HMKR berupaya dengan segenap kemampuan nya untuk tetap komitmen melakukan segala bentuk kegiatan yang memberikan kontribusi bagi kemajuan daerah. Bentuk komitmen tersebut tentunya sedikit banyak telah diwujudkan dengan andilnya HMKR dalam beberapa kali momen penting dan bersejarah yang menghantarkan KKR menjadi kabupaten defenitif, selain itu juga beberapa personan yang berkaitan dengan kebijakan pemerintah, persoalan pembangunan, lingkungan dan lain sebagainya tidak terlepas dari perhatian HMKR. Itu adalah sebuah bentuk kesadaran dan ia lahir bukan karena dorongan politik dari kelompok-kelompok tertentu Namur kesadaran tersebut adalah sebuah panggilan nuranibagi mahasiswa daerah yang merasa bertanggungjawab atas kemajuan daerahnya.

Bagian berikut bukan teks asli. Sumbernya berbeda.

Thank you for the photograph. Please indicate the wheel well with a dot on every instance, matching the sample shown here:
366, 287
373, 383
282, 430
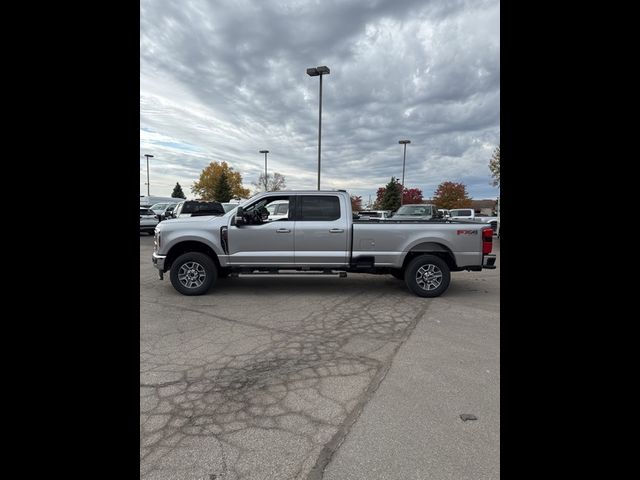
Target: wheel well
189, 246
436, 249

HMKR muncul karena atas kesadaran diatas kesederhanaan bukan karena fasilitas atau dorongan dari kelompok manapun, oleh karenanya tidak jarang HMKR di uji dengan tawaran fasilitas dan kemewahan namun semuanya bisa ditolak secara halus tanpa menciderai maksud baik dari kelompok-kelompok kepentingan tersebut. Selain itu juga ujian yang tak cala berat adalah ketika upaya-upaya pencekalan terjadi baik dari pemerintah kabupaten induk sampailah dikalangan mahasiswa sendiri sampailah pada isu-isu yang sempat memerahkan telinga ketika HMKR disukan sebagai organ taktis yang berafiliasi dengan kelompok-kelompok tertentu, namun itu semua dapat ditepis dengan jalan menjadikan sikap independensi sebagai satu-satunya dasar perjuangan dan akan tetap dipertahankan sampai kapanpun. Sehingga tidak jarang juga HMKR harus mati suri guna menghindari segala bentuk kepentingan yang ingin mengambil manfaat atas segala tindak tanduk HMKR.